Mr. Justice Thornton

delivered the opinion of the Court:

The record and proceedings of the commissioners of highways of the town of Eutledge, in DeWitt county, and of three *423supervisors of the county, to whom an appeal was taken, in laying out a public highway, were brought before the circuit court by the writ of certiorari. The court decided the proceedings irregular and void. The case is brought before us by writ of error.

Three objections are suggested to the regularity of the proceedings :

First, That the road commenced one rod west of the point fixed in the petition.

Second, That the record does not show, that the notices required by-law to be posted, fixing the time and place for hearing reasons for and against the laying out of the road, were ever put up.

Third, That the commissioners did not meet to hear reasons and objections until the thirty-first day after the day on which copies of the petition were posted.

The petition prayed for a new road to be laid out, commencing at the southeast corner of a certain section ; the commissioners established the commencement twenty-five links from the corner. This is a slight difference; but if the petition—the foundation of their action—may be disregarded to this extent, it may be entirely disregarded. The statute requires, that the petition shall set forth the description of the road—“the points at which it is to commence, its general course,” &c. The commissioners fix the particular route, for the petition only designates the general course; but when the statute requires the point of commencement to be named in the petition, the commissioners can only grant or reject its prayer.

It is made the duty of the commissioners, before determining to lay out any new road, or to alter or discontinue any old one, to fix upon a time and place to hear any reasons which may be offered for or against the establishment or discontinuance of such road. Three notices of the time and place must be posted in three of the most public places in the town, at least eight days previous to the time of meeting.

*424There is no evidence of such notice in this record, except the recital in the final order establishing the road. The posting of these notices is a positive requirement of the statute, and must be complied with. The question is, what is sufficient evidence of compliance ? The final order, signed by the commissioners and deposited with the town clerk, does particularly specify that three notices were posted in three of the most public places in the town, eight days previous to the time of meeting.

As we construe the statute, there can be no higher or better evidence of the fact. The commissioners are not made the custodians of this, or any other paper, .connected with their proceedings. They are required to deposit with the town clerk the petition, report of the surveyor, and their order establishing the road. In the absence of any requirement of the statute, imposing the duty on the commissioners to deposit the notice with the clerk, or to keep it themselves, we shall not do so. We have examined the law carefully, and find no provision for the preservation of this notice. We think the full recital in the final order, of a strict performance of the duty, is sufficient to confer jurisdiction.

The case of Commissioners v. Harper, 38 Ill. 104, is not similar to this in the facts. This court held, in that case, that the giving of the notice was a jurisdictional fact, which would never be presumed in a direct proceeding. In that case, the facts as to the posting of the notice, were not recited in the order declaring the road a public highway.

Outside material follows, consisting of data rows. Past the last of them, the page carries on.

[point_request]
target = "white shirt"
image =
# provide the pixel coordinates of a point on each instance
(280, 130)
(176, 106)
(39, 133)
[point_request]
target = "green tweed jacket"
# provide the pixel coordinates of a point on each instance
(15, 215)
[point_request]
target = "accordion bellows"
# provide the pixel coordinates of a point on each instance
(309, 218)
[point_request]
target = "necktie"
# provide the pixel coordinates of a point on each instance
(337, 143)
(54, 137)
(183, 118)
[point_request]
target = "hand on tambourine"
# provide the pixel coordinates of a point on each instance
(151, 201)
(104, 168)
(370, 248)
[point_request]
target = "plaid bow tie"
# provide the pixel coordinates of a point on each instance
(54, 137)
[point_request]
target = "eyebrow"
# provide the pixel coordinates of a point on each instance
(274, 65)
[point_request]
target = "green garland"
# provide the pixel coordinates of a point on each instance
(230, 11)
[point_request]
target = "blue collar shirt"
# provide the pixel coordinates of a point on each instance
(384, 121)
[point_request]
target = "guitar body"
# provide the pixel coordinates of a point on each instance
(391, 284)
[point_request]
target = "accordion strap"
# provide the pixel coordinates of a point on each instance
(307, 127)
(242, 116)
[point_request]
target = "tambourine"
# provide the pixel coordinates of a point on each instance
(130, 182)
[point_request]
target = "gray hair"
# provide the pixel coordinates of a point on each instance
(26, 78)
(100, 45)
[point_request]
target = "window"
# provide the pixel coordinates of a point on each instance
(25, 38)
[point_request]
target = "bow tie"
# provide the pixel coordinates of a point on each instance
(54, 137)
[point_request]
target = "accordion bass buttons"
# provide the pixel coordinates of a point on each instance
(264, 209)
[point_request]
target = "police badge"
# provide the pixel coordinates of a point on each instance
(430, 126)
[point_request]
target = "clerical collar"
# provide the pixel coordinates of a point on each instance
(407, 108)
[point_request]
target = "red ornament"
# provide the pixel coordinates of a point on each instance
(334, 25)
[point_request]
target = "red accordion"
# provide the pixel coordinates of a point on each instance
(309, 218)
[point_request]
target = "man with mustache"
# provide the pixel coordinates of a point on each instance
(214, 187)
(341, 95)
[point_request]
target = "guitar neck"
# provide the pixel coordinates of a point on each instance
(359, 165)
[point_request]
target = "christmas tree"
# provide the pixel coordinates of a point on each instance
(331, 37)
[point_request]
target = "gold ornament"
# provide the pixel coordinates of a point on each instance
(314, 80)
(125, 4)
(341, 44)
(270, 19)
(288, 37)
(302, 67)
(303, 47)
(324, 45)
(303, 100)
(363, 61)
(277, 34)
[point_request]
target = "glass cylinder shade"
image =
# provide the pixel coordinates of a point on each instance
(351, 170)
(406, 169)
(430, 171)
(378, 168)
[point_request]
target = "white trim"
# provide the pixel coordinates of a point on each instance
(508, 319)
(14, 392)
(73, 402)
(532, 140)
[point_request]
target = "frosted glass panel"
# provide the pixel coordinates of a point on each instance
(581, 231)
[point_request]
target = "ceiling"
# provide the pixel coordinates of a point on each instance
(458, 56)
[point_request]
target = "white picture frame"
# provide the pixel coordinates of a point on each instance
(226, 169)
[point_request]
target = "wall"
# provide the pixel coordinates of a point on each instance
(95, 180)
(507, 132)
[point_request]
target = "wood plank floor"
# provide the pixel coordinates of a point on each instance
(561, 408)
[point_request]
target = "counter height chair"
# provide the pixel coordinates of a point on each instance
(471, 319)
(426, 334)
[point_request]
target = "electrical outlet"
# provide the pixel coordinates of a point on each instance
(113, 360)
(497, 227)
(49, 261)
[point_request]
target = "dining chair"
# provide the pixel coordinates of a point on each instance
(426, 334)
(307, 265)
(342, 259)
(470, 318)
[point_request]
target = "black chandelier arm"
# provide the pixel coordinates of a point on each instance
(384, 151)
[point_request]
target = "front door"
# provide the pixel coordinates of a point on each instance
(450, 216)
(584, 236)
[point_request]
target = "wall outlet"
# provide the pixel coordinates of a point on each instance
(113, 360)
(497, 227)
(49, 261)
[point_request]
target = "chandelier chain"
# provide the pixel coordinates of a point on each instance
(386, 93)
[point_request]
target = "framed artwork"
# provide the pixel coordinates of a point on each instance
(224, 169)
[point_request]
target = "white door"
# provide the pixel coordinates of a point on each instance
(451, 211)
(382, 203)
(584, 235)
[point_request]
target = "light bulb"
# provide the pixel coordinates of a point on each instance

The third objection is well taken. The plain reading of the statute is, that the commissioners must meet to hear reasons for or against the road, within thirty days from the posting of the petition. The meeting, in this case, was not until the thirty-first day. After the lapse of thirty days, parties interested have the right to suppose the project has been abandoned. The statute is mandatory, and not directory.

In the two cases cited by plaintiffs in error, the question arose collaterally. The intimation in one of them, that the *425statute was directory, is obiter dictum, and has been overruled. This is a direct proceeding, and it must appear that the statute has been strictly complied with.

The judgment is affirmed.

■Judgment affirmed.

Mr. Justice Scott took no part in this decision.